Sous son air apaisé, le romancier affronte ses démons en revisitant le mythe de Morphée. Entrons dans les dédales d’un homme séduisant.

Enfant, vous rêviez deà

Laurent Gaudé : Livres et de voyages. Il y avait une telle adhésion avec les histoires, que je ne distinguais pas la réalité de la fiction.

Et adulte ?

Toujours pareil, je reste une fabrique à rêves, qui voyage à travers les cartes, les guides et les magazines.

Dans la poche de quelle célébrité aimeriez-vous vous glisser ?

Dans celle de Laurence d’Arabie pour ses voyages, sa découverte de diverses civilisations et sa rencontre avec les Bédouins. Ce serait exaltant d’être témoin de la fureur et des convulsions de l’Histoire.

Quand vous sentez-vous au paradis ?

Quand j’écris cinq bonnes pages et que j’ai la force d’en écrire cinq autres. Ou que je bois l’apéro sur une terrasse napolitaine ou du côté des Pouilles. Face à une lumière de fin de journée, le temps est en suspens.

Et en enfer ?

Alors que le paradis est multiple, l’enfer est monochrome. Il correspond à mes moments de douleur.

Redoutez-vous la mort ?

Oui, la mienne et celle des autres. Je trouve la mort révoltante. Elle est un couperet, qui empêche le revirement.

En cas de rencontre avec la Mort, que lui diriez-vous ?

Ouvre les portes, laisse remonter les Morts le temps d’une soirée festive, à la mexicaine !

Quelle personnalité aimeriez-vous ramener de ce royaume ?

Frédéric II, le roi des deux Sicile, qui apparaît dans mon roman. Je suis fasciné par la folie parce que les limites acquises, entre le possible et l’impossible, sont enfouies en nous.

Le mythe de Morphée, rêve ou cauchemar ?

C’est un fantasme, une tentation réelle de pouvoir transgresser les frontières imperméables entre la vie et la mort.

Que seriez-vous prêt à faire par vengeance ?

Je l’ignore, mais je crains d’avoir ça en moi. Alors, je l’interroge de façon récurrente comme dans ce roman. La vengeance est le premier réflexe du bras armé de la colère.

Qu’est-ce que le courage ?

Aller au bout, sans abandonner. Si je tourne, sans cesse, autour du thème du passage, c’est parce qu’il faut beaucoup de courage pour être fidèle à soi-même.

L’objet à sauver en cas de tremblement de terre ?

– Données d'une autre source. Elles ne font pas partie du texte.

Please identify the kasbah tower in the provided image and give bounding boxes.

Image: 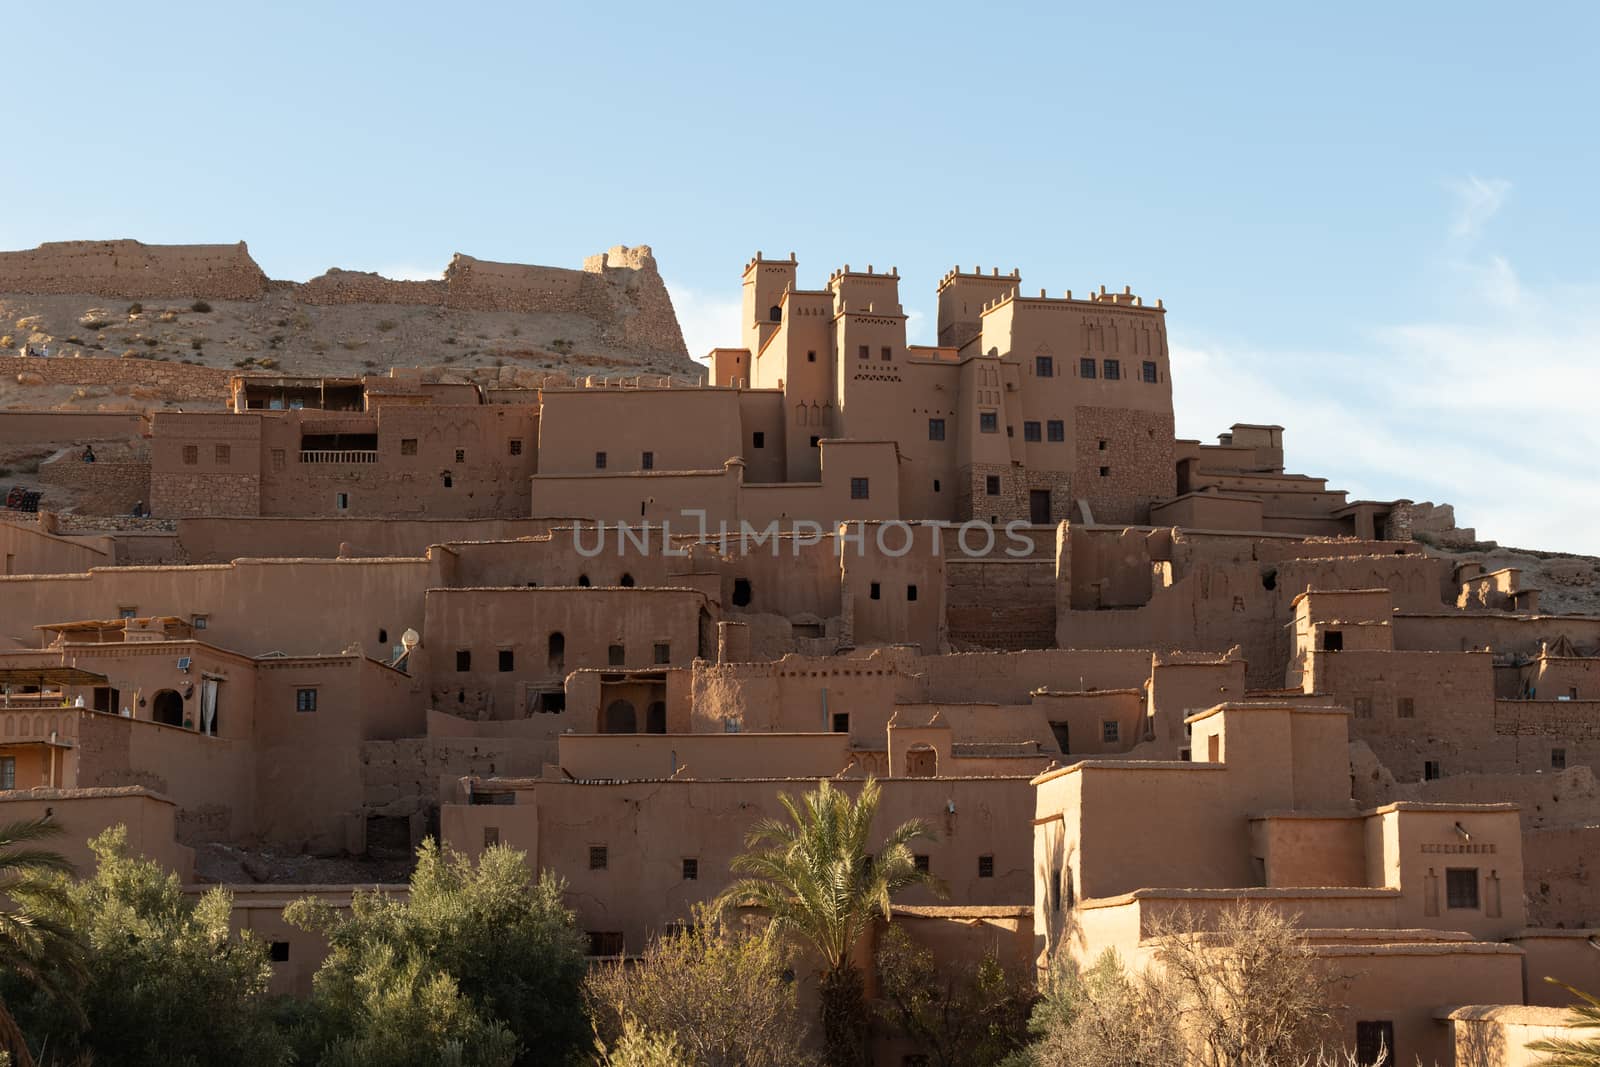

Si c’était la fin du monde, je prendrais un stylo.

Quelle est la porte qui mène à Laurent Gaudé ?

( Sourire.) L’Italie, le théâtre et Montparnasse, car c’est là que je vis et que j’ai toujours vécu. Je ne sais pas d’où me vient cet amour profond pour le sud de Rome, mais en rencontrant l’amour, j’ai découvert les Pouilles par alliance. Là-bas, cela me plaît d’être à la fois familier et étranger.

La Porte des Enfers , roman, par Laurent Gaudé, Actes Sud, 272 pages. La Tribu de Malgoumi , album pour enfants, par Laurent Gaudé & Frédéric Sther, 80 pages.